The next important author I discovered in the early 1980s was Emily Dickinson. It had been an especially difficult year with the deaths of several people close to me. I felt I hadn’t the patience to read contemporary literature; it all seemed so superficial. But when I happened to come across Dickinson (who wasn’t well known in Estonia), I knew I wanted to try to put her words into Estonian. I healed through translation, in a way. It was true therapy. It helped me process my grief.

What is the best book format, in your opinion?

Nothing very big and nothing with entirely soft covers; they just need to be slightly flexible. It should be comfortable to hold and stick into a bag or a pocket to take on a plane. It’s undoubtedly a familiar topic to anyone who gets mildly panicked whenever they don’t have anything to read because you have to get your daily dose of art somehow. A compact book that has little text but many thoughts—yes, that’s the best type of book for me.
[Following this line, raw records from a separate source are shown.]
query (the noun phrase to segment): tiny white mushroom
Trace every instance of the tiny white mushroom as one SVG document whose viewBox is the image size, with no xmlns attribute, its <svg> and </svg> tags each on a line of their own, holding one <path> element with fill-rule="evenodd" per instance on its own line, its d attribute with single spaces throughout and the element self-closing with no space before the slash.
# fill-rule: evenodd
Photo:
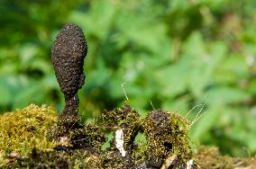
<svg viewBox="0 0 256 169">
<path fill-rule="evenodd" d="M 192 169 L 192 166 L 193 166 L 193 159 L 188 160 L 187 162 L 187 168 L 186 169 Z"/>
</svg>

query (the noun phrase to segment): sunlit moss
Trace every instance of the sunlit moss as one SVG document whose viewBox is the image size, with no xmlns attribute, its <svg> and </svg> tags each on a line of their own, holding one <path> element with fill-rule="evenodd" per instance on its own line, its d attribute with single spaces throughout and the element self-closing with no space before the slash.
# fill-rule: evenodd
<svg viewBox="0 0 256 169">
<path fill-rule="evenodd" d="M 34 104 L 0 115 L 0 152 L 22 156 L 34 147 L 51 149 L 55 144 L 45 136 L 57 119 L 52 107 Z"/>
<path fill-rule="evenodd" d="M 103 112 L 87 125 L 80 124 L 78 117 L 57 119 L 52 108 L 35 105 L 2 115 L 0 129 L 5 137 L 0 138 L 0 163 L 9 160 L 2 155 L 20 153 L 12 167 L 159 168 L 169 156 L 175 155 L 183 165 L 193 156 L 189 122 L 177 113 L 158 110 L 142 119 L 125 104 Z M 120 129 L 125 156 L 116 147 L 114 135 Z M 107 133 L 114 135 L 109 137 L 112 139 L 106 139 Z M 102 149 L 106 141 L 109 147 Z"/>
</svg>

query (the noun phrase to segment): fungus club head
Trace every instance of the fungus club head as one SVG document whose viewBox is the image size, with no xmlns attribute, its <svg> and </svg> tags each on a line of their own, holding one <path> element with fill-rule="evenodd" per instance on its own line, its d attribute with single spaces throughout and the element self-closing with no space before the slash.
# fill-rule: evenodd
<svg viewBox="0 0 256 169">
<path fill-rule="evenodd" d="M 65 25 L 51 48 L 51 63 L 65 97 L 74 96 L 84 84 L 83 66 L 87 52 L 83 31 L 76 24 Z"/>
<path fill-rule="evenodd" d="M 66 24 L 51 48 L 51 63 L 61 92 L 65 95 L 64 114 L 78 114 L 78 91 L 85 83 L 84 58 L 87 45 L 83 31 L 76 24 Z"/>
</svg>

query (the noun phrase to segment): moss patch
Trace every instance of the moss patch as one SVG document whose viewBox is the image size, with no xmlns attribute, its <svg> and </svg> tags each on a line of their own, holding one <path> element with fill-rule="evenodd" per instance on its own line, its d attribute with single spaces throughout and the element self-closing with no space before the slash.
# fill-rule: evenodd
<svg viewBox="0 0 256 169">
<path fill-rule="evenodd" d="M 35 147 L 44 150 L 54 147 L 46 134 L 57 119 L 52 107 L 34 104 L 0 115 L 0 166 L 6 163 L 3 156 L 23 156 Z"/>
<path fill-rule="evenodd" d="M 157 110 L 141 119 L 125 104 L 87 125 L 78 116 L 57 120 L 51 107 L 30 105 L 0 116 L 0 167 L 10 168 L 254 168 L 255 158 L 195 154 L 178 113 Z M 123 151 L 123 152 L 122 152 Z"/>
</svg>

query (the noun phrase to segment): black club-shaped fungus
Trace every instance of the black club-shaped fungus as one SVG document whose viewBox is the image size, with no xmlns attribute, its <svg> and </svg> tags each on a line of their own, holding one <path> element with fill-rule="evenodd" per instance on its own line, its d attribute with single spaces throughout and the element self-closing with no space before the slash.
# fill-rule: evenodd
<svg viewBox="0 0 256 169">
<path fill-rule="evenodd" d="M 76 24 L 65 25 L 51 48 L 51 63 L 65 95 L 66 105 L 61 115 L 78 114 L 78 91 L 85 83 L 83 66 L 87 52 L 83 31 Z"/>
</svg>

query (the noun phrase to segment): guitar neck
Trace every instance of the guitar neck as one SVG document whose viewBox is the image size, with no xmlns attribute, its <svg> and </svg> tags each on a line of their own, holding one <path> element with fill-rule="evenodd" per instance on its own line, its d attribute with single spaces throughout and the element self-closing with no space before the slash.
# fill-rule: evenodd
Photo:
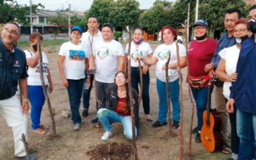
<svg viewBox="0 0 256 160">
<path fill-rule="evenodd" d="M 212 85 L 212 78 L 209 80 L 208 83 L 208 92 L 207 92 L 207 115 L 206 117 L 206 122 L 207 125 L 209 125 L 209 120 L 210 120 L 210 111 L 211 111 L 211 85 Z"/>
</svg>

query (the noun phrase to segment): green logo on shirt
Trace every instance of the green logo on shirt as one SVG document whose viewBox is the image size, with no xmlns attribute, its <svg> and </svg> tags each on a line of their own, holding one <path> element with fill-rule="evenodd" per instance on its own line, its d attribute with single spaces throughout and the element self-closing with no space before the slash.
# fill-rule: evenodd
<svg viewBox="0 0 256 160">
<path fill-rule="evenodd" d="M 108 56 L 108 54 L 109 54 L 109 51 L 108 51 L 108 49 L 106 49 L 105 51 L 99 51 L 97 53 L 97 54 L 102 60 L 104 59 L 105 57 Z"/>
<path fill-rule="evenodd" d="M 132 52 L 131 54 L 131 57 L 132 58 L 132 60 L 135 60 L 138 56 L 143 56 L 144 54 L 142 51 L 140 51 L 139 53 L 138 52 Z"/>
<path fill-rule="evenodd" d="M 158 56 L 160 58 L 161 60 L 164 59 L 167 59 L 169 55 L 170 55 L 171 52 L 170 51 L 164 51 L 163 52 L 158 52 Z"/>
</svg>

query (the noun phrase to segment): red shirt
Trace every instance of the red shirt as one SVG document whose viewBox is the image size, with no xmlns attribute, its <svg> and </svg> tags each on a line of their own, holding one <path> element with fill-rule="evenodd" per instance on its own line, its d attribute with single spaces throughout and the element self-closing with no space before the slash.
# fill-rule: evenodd
<svg viewBox="0 0 256 160">
<path fill-rule="evenodd" d="M 212 38 L 207 38 L 204 42 L 192 41 L 188 52 L 190 76 L 199 77 L 207 74 L 204 71 L 204 67 L 211 63 L 216 47 L 217 41 Z"/>
<path fill-rule="evenodd" d="M 121 116 L 130 116 L 131 111 L 128 108 L 127 104 L 126 102 L 127 97 L 119 98 L 116 104 L 116 106 L 115 108 L 115 111 L 116 111 L 118 115 Z"/>
</svg>

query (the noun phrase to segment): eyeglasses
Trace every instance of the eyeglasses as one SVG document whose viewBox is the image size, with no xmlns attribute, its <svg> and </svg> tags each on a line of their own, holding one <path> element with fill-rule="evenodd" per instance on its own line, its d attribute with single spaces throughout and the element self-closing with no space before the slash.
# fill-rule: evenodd
<svg viewBox="0 0 256 160">
<path fill-rule="evenodd" d="M 125 77 L 115 77 L 115 79 L 116 80 L 121 80 L 122 81 L 122 80 L 125 79 Z"/>
<path fill-rule="evenodd" d="M 205 27 L 196 27 L 194 28 L 195 30 L 202 30 L 204 29 L 205 29 Z"/>
<path fill-rule="evenodd" d="M 12 36 L 19 35 L 19 34 L 17 33 L 17 32 L 15 31 L 12 30 L 12 31 L 9 31 L 9 30 L 7 28 L 5 28 L 5 29 L 3 29 L 3 32 L 4 34 L 9 34 L 10 33 Z"/>
<path fill-rule="evenodd" d="M 248 30 L 246 28 L 241 28 L 238 30 L 234 30 L 234 33 L 243 33 L 246 30 Z"/>
</svg>

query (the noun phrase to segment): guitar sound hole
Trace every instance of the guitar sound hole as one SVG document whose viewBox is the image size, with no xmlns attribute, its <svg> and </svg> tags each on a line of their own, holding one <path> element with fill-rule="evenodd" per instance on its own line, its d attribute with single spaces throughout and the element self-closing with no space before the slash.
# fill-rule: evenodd
<svg viewBox="0 0 256 160">
<path fill-rule="evenodd" d="M 206 140 L 207 140 L 207 141 L 211 141 L 211 138 L 209 138 L 207 136 L 206 136 L 206 135 L 204 135 L 204 138 Z"/>
</svg>

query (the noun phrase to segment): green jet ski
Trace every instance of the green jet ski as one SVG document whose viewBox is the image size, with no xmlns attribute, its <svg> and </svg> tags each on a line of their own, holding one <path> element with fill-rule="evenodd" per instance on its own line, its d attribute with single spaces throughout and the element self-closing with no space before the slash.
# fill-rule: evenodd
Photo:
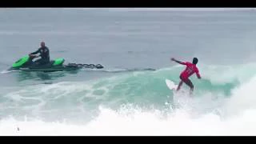
<svg viewBox="0 0 256 144">
<path fill-rule="evenodd" d="M 9 69 L 19 70 L 22 71 L 43 71 L 43 72 L 53 72 L 53 71 L 63 71 L 63 70 L 76 70 L 82 68 L 89 69 L 102 69 L 103 66 L 100 64 L 76 64 L 69 63 L 64 65 L 64 58 L 56 58 L 50 61 L 50 63 L 39 66 L 32 61 L 34 58 L 30 56 L 25 56 L 17 62 L 15 62 L 12 66 Z"/>
</svg>

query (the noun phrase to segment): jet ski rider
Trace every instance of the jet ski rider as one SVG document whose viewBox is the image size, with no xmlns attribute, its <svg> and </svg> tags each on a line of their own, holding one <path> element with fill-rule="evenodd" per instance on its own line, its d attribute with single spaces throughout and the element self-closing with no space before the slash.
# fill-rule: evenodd
<svg viewBox="0 0 256 144">
<path fill-rule="evenodd" d="M 37 54 L 40 54 L 39 55 L 34 55 Z M 37 63 L 39 66 L 42 65 L 46 65 L 50 63 L 50 51 L 47 46 L 46 46 L 46 44 L 44 42 L 41 42 L 41 47 L 35 52 L 30 53 L 29 55 L 30 58 L 38 58 L 39 56 L 41 57 L 40 59 L 38 59 L 34 61 L 35 63 Z"/>
</svg>

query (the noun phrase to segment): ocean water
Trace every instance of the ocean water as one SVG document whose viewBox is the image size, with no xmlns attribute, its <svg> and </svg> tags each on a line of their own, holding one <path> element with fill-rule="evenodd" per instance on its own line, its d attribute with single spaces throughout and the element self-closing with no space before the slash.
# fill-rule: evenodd
<svg viewBox="0 0 256 144">
<path fill-rule="evenodd" d="M 1 9 L 0 135 L 256 135 L 254 9 Z M 41 41 L 102 70 L 8 71 Z M 198 58 L 185 68 L 170 61 Z M 154 69 L 155 70 L 148 70 Z"/>
</svg>

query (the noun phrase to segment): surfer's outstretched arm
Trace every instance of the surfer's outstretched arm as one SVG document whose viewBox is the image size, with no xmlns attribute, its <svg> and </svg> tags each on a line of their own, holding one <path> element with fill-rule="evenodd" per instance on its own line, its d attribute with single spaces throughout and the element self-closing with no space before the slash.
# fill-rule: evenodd
<svg viewBox="0 0 256 144">
<path fill-rule="evenodd" d="M 176 59 L 174 58 L 170 58 L 170 60 L 174 61 L 175 62 L 179 63 L 179 64 L 181 64 L 181 65 L 186 65 L 186 62 L 178 61 L 178 60 L 176 60 Z"/>
</svg>

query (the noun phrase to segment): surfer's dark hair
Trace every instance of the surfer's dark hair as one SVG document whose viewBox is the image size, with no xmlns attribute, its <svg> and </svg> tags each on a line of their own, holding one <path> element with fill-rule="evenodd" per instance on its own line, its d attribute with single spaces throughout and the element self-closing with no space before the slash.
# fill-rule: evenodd
<svg viewBox="0 0 256 144">
<path fill-rule="evenodd" d="M 193 58 L 193 64 L 196 65 L 198 62 L 198 59 L 197 58 Z"/>
</svg>

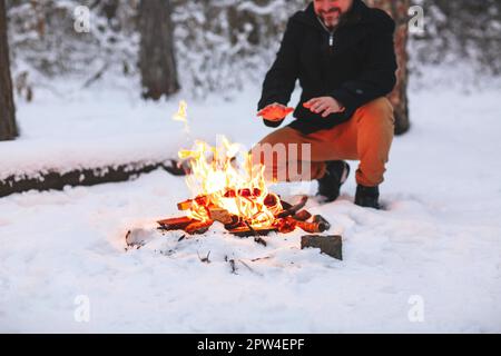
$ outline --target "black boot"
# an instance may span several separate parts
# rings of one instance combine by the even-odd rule
[[[375,187],[364,187],[358,185],[356,187],[355,204],[365,207],[380,209],[380,188]]]
[[[341,186],[350,175],[350,165],[344,160],[331,160],[326,165],[325,175],[317,179],[317,196],[324,197],[324,201],[334,201],[340,196]]]

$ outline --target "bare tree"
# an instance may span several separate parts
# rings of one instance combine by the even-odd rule
[[[9,43],[7,40],[6,1],[0,0],[0,141],[18,136],[16,108],[10,76]]]
[[[407,10],[410,0],[366,0],[367,4],[385,10],[395,20],[395,52],[399,63],[396,86],[390,93],[390,100],[395,109],[395,134],[405,134],[410,127],[407,99]]]
[[[139,69],[143,97],[158,100],[179,90],[169,0],[141,0],[139,4]]]

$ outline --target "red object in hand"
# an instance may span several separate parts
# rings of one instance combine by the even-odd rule
[[[259,110],[257,116],[261,116],[266,120],[283,120],[293,111],[294,108],[288,108],[283,105],[268,105],[266,108]]]

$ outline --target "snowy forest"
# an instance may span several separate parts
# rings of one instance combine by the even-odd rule
[[[328,204],[269,187],[342,259],[304,221],[158,231],[194,198],[181,149],[271,132],[263,81],[311,2],[0,0],[0,332],[501,332],[501,0],[364,0],[395,21],[384,208],[353,204],[356,160]]]

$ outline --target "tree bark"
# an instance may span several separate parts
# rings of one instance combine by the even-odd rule
[[[139,4],[139,69],[145,99],[158,100],[179,90],[170,13],[169,0],[141,0]]]
[[[16,107],[10,76],[9,43],[7,39],[6,1],[0,0],[0,141],[18,136]]]
[[[390,101],[395,109],[395,134],[405,134],[411,128],[409,118],[407,99],[407,10],[410,0],[366,0],[371,7],[386,11],[396,23],[395,30],[395,52],[399,69],[396,71],[396,86],[389,95]]]

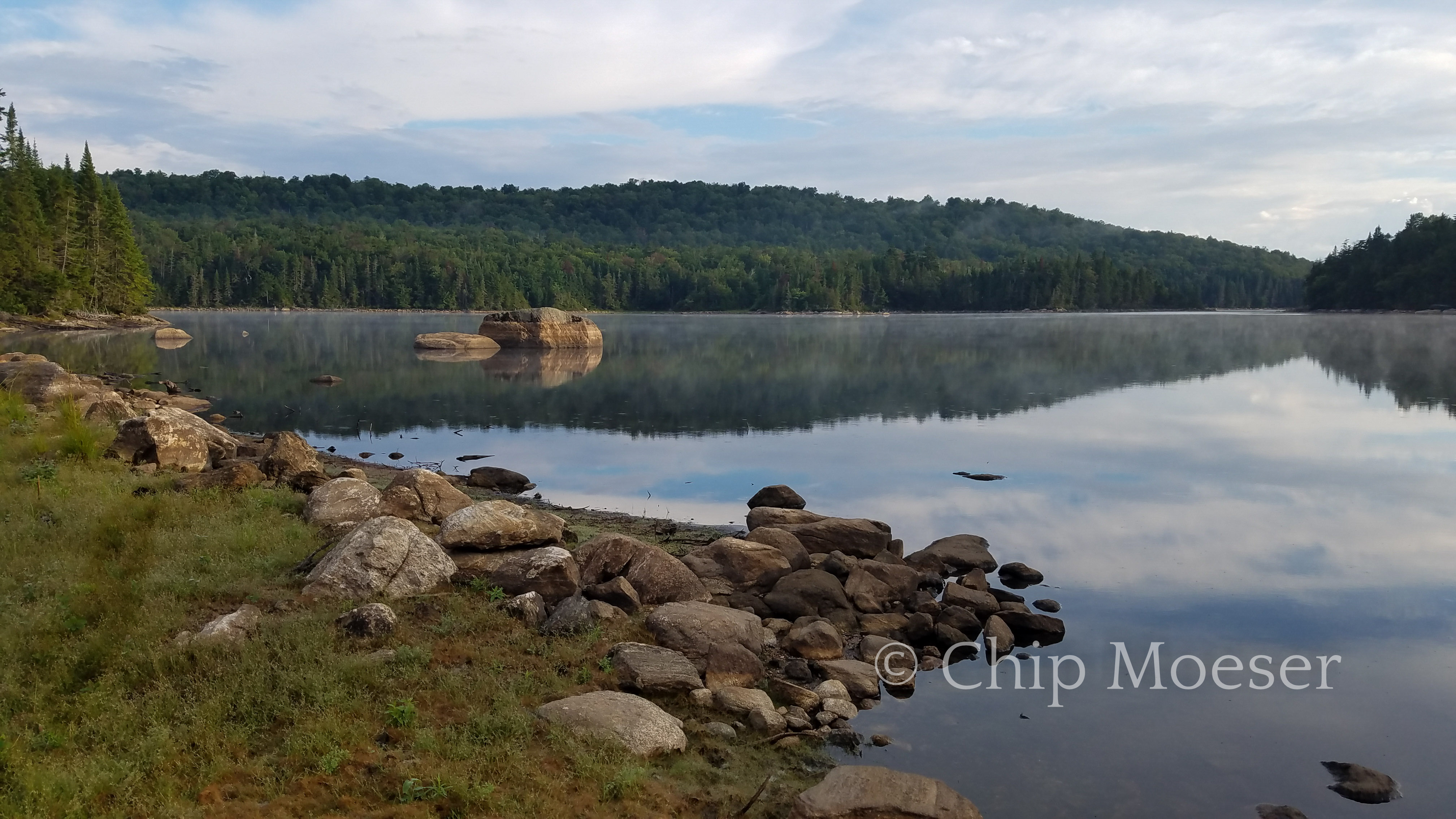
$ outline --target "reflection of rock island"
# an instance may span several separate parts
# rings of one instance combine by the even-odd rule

If bookworms are wanderers in a sense, then what are they seeking?

I believe all bookworms are wanderers, and as the song goes, “each seeks their own.” They’re looking for their own world, their own reality, its reflection in different keys—in other words, for recognition in forms they haven’t realized yet. Reading is endless development—a way to foster understanding, sympathy, and communion in every initially unimagined direction. And that doesn’t only apply to literature, but to art as a whole.

Katja Novak (b. 1998) is a Ukrainian poet and translator, including Kareva’s poetry, who resides in Estonia.


[1] Juhan Viiding (1948–1995): an Estonian poet, actor, and director.